Osprey on the Mend

 Osprey on the Mend

By Katie McFadden

Daniella Bartels was in the right place at the right time, and thanks to her and other good Samaritans, a local injured osprey is on the mend.

Bartels was driving home to Howard Beach after visiting her dad in Rockaway, when she saw a car pulled over and some people handling an osprey on the side of Cross Bay Boulevard on Monday night, July 31. As someone who has been involved in some animal rescue from chickens to doves, sparrows to turtles, and even squirrels as a former NYC Parks Department employee, the sight piqued her interest, and she made a U-turn to stop at the scene. “They thought he had a broken wing. They wanted to help but none of them knew where to take it,” Bartels said. Luckily, Bartels did know. One of the people that tried to help the osprey brought Bartels a box and she pulled a towel from her car and got to work. “I was able to pick him up, but he wasn’t happy about that. He wanted my fingers,” she said. But she took that as a good thing. “It was a sign that he was healthy enough to do that,” Bartels said.

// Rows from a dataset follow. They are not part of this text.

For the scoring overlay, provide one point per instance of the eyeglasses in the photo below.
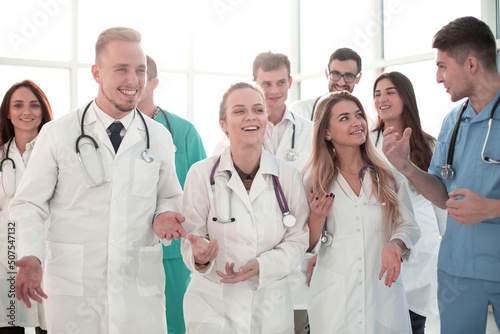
(348, 77)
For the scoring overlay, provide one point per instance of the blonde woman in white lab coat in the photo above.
(240, 265)
(355, 287)
(24, 110)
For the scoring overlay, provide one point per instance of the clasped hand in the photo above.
(168, 225)
(391, 262)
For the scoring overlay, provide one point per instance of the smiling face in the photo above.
(246, 120)
(387, 101)
(121, 74)
(347, 126)
(25, 111)
(453, 76)
(343, 67)
(275, 85)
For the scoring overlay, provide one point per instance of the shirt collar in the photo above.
(106, 120)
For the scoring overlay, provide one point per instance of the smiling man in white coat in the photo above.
(109, 206)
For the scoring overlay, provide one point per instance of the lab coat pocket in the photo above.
(150, 275)
(146, 175)
(326, 305)
(63, 269)
(392, 315)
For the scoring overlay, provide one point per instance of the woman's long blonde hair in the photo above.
(321, 168)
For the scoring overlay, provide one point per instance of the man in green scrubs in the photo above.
(188, 150)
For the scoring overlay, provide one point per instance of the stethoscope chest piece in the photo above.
(288, 219)
(148, 156)
(292, 155)
(447, 172)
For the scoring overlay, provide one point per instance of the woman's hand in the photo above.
(320, 207)
(245, 272)
(391, 261)
(203, 251)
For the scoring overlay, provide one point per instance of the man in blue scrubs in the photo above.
(188, 150)
(469, 257)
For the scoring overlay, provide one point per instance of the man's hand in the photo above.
(245, 272)
(471, 209)
(168, 225)
(203, 251)
(29, 279)
(397, 151)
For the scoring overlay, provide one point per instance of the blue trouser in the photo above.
(463, 303)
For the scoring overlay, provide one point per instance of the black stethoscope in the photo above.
(4, 160)
(292, 154)
(327, 238)
(158, 110)
(287, 218)
(146, 154)
(447, 171)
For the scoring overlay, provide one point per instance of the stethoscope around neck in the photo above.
(4, 160)
(447, 171)
(146, 154)
(326, 238)
(287, 218)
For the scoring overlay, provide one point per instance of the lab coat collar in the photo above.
(259, 184)
(95, 127)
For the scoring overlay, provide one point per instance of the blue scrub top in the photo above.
(471, 251)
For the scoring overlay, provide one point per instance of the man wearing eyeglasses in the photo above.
(343, 73)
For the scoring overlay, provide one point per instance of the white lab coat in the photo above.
(303, 148)
(13, 312)
(103, 269)
(346, 295)
(420, 274)
(261, 304)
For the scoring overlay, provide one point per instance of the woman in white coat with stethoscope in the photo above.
(358, 225)
(24, 110)
(246, 215)
(396, 105)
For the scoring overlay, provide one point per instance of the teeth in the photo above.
(128, 92)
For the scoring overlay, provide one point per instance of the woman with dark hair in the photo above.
(358, 225)
(396, 105)
(23, 112)
(246, 214)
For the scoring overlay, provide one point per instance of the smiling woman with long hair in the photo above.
(355, 287)
(23, 112)
(240, 246)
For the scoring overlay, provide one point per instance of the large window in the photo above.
(202, 46)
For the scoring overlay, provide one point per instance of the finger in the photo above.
(25, 297)
(34, 296)
(457, 192)
(406, 135)
(41, 293)
(381, 273)
(181, 231)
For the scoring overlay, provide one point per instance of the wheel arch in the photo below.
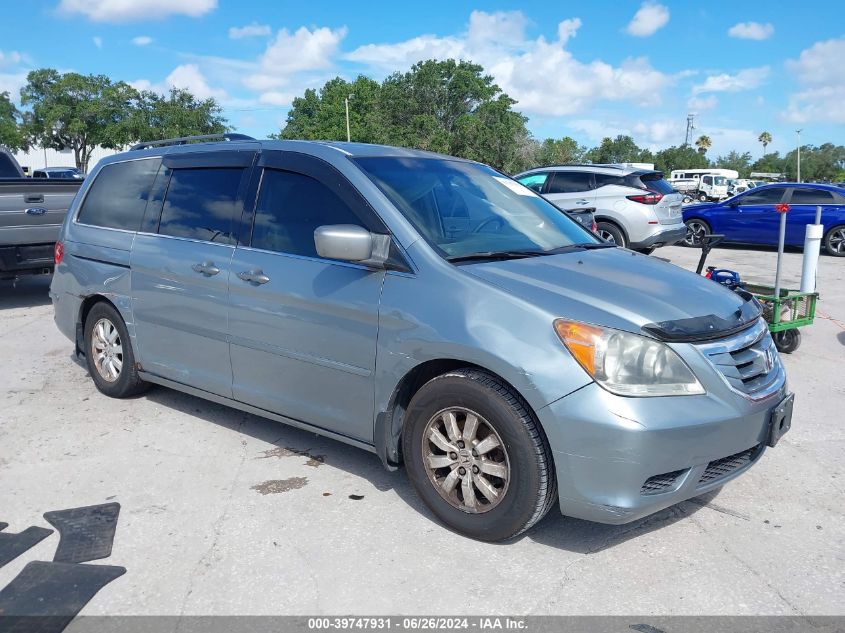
(390, 422)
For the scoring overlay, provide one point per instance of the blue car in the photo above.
(752, 217)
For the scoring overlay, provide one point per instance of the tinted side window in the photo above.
(290, 207)
(570, 182)
(608, 179)
(812, 196)
(118, 195)
(201, 204)
(535, 181)
(763, 196)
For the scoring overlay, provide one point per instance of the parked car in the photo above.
(31, 213)
(752, 217)
(62, 173)
(634, 207)
(426, 308)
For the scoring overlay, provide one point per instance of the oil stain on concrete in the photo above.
(287, 451)
(275, 486)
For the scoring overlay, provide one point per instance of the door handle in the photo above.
(206, 268)
(254, 276)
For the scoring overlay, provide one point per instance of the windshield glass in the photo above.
(463, 208)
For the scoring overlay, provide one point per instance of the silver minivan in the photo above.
(425, 308)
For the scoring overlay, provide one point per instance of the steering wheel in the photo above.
(484, 223)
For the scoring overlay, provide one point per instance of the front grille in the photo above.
(661, 483)
(721, 468)
(749, 360)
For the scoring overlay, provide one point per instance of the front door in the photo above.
(180, 276)
(302, 328)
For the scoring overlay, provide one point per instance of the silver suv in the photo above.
(428, 309)
(634, 207)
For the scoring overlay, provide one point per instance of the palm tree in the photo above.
(703, 144)
(765, 138)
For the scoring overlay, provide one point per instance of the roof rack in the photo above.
(184, 140)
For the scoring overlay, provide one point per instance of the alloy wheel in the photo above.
(837, 240)
(107, 350)
(695, 231)
(466, 460)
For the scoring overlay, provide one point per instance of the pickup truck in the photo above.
(31, 214)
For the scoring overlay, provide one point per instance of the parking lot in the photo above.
(226, 513)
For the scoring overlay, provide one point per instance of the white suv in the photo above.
(634, 207)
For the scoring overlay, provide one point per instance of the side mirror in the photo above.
(346, 242)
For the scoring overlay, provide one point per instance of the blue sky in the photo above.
(586, 70)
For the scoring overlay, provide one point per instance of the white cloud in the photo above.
(250, 30)
(650, 18)
(746, 79)
(822, 95)
(136, 10)
(543, 76)
(752, 30)
(289, 54)
(187, 77)
(698, 104)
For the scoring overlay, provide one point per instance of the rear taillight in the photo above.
(652, 197)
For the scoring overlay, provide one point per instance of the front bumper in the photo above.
(672, 234)
(619, 459)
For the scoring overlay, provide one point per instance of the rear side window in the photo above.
(653, 181)
(812, 196)
(535, 182)
(290, 207)
(608, 179)
(119, 194)
(763, 196)
(201, 204)
(570, 182)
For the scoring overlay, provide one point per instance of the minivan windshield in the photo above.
(467, 209)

Bartels believes the bird is a juvenile that fell out of the nest above Cross Bay Blvd., not too far from the Jamaica Bay Wildlife Refuge, as it was found directly across the street from the nest. “I think he’s still a baby. He’s not super small but not quite flying on his own. Ospreys can get pretty big. They have a six-foot wingspan, and he was too small to be an adult,” she said. “I don’t think he was hit by a car, but he was bleeding from his nose, so I think maybe he fell.”

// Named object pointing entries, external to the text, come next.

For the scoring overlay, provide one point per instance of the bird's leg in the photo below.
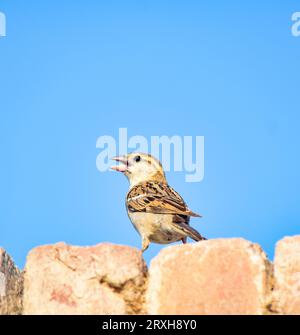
(145, 244)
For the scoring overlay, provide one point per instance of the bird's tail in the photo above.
(188, 231)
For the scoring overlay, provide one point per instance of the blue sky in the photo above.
(73, 71)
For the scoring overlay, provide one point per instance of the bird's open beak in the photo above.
(121, 167)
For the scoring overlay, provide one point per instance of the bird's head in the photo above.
(139, 167)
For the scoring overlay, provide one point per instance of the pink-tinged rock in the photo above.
(287, 276)
(11, 286)
(223, 276)
(103, 279)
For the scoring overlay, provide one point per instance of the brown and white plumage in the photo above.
(157, 211)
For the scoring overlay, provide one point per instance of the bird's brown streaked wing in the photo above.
(157, 198)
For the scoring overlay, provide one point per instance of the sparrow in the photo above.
(156, 210)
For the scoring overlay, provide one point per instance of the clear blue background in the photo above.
(71, 71)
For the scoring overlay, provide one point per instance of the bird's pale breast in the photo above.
(156, 227)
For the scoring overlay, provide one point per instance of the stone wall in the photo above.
(221, 276)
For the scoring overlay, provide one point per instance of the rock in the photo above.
(103, 279)
(287, 276)
(11, 285)
(223, 276)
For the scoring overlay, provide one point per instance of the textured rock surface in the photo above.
(287, 276)
(225, 276)
(104, 279)
(11, 285)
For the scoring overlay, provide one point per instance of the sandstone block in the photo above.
(11, 285)
(287, 276)
(103, 279)
(222, 276)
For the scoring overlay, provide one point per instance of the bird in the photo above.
(157, 212)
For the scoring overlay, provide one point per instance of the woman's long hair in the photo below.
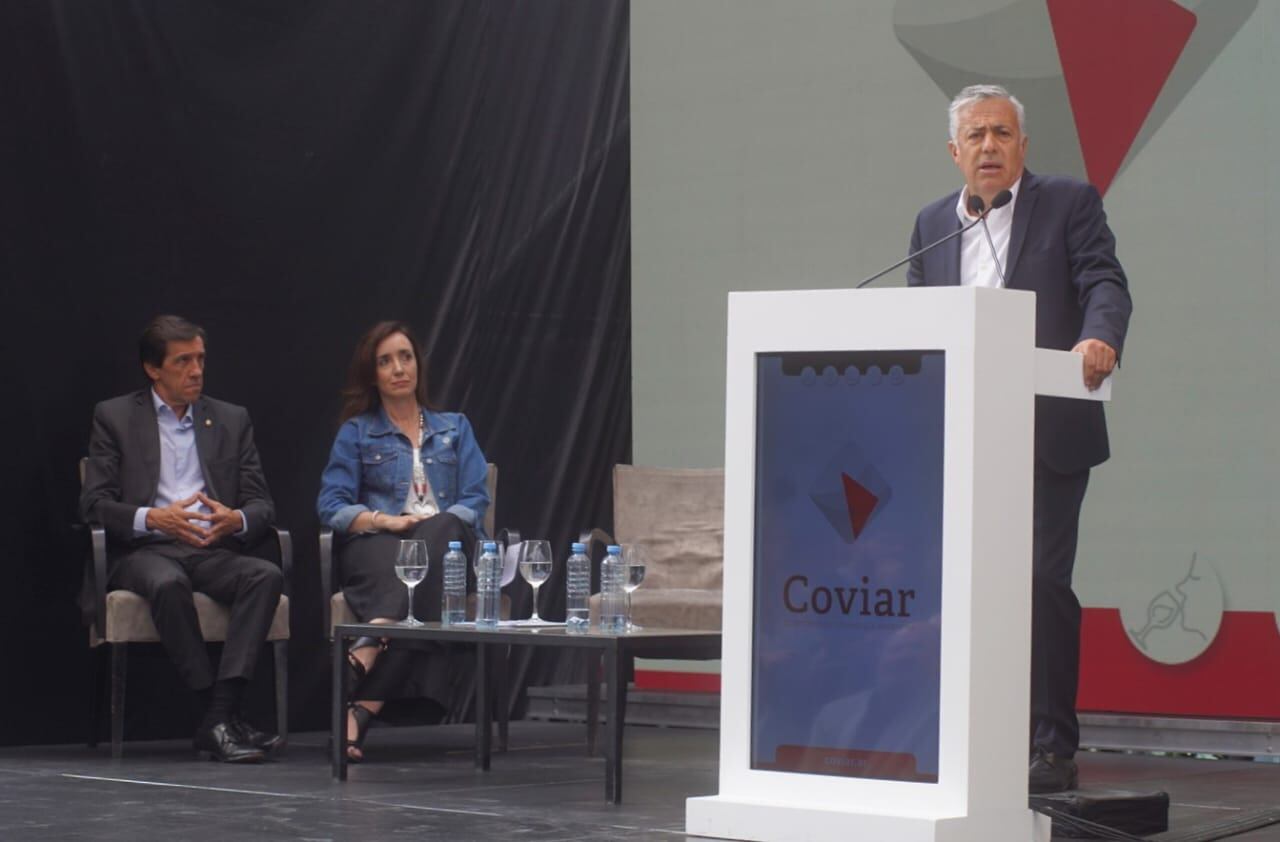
(360, 394)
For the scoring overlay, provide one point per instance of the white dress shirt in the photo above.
(179, 467)
(977, 268)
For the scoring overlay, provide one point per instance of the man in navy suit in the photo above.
(1052, 238)
(176, 481)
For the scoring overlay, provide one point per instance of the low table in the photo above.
(668, 643)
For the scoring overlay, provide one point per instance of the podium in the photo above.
(878, 458)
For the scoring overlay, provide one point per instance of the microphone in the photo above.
(997, 201)
(976, 205)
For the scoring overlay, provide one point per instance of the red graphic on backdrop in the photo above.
(1116, 58)
(859, 500)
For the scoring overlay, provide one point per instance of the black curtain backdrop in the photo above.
(287, 173)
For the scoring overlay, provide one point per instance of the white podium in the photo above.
(961, 774)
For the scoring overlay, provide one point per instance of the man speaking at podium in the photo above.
(1047, 234)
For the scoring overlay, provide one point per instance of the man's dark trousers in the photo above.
(167, 572)
(1055, 611)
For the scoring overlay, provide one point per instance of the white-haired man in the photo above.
(1052, 238)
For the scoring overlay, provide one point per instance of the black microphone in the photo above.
(974, 206)
(999, 200)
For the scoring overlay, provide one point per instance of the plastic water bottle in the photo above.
(613, 596)
(453, 603)
(488, 586)
(577, 590)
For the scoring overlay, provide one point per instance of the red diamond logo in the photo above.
(1116, 58)
(859, 500)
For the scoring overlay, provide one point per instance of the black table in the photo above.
(616, 649)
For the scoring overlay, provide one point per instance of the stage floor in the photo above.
(420, 783)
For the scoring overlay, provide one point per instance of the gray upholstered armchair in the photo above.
(677, 515)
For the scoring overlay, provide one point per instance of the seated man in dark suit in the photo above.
(176, 481)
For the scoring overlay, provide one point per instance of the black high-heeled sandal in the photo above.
(356, 671)
(364, 717)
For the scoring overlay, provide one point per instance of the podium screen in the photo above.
(848, 563)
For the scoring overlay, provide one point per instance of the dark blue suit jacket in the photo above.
(1061, 250)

Bartels happens to work for GallopNYC, a nonprofit therapeutic horse-riding program, based out of a nearby barn on Linden Boulevard in Howard Beach. Since it was nighttime, she decided to bring the injured bird to the barn for the night until the Wild Bird Fund on Columbus Avenue in Manhattan, which nurses injured birds back to health, would re-open in the morning. She left the osprey in the barn with some water and the towel to prop himself up on until she returned in the morning to take him to the Wild Bird Fund as soon as they opened on Tuesday morning. The osprey was still full of life as she transported him on August 1. “On the way to the city, he was biting at the box to get out,” she said.

Bartels filled out an intake form and the Wild Bird Fund will keep her posted on the condition of the osprey. “It will depend on what’s wrong, but they’ll probably release him after being treated,” she said.  On Tuesday night, the WBF said the osprey, which they’re calling Helios, was not as injured as they feared. He was found to have a small mandible fracture and weakness in his right wing and leg, which they hope will improve. In the meantime, Bartels was happy to be in the right place at the right time to help. “I’m glad I got to experience that and help him. I always see the ospreys ever since they reintroduced them after Hurricane Sandy, but I never got to see one that close,” she said. “It was a good experience.”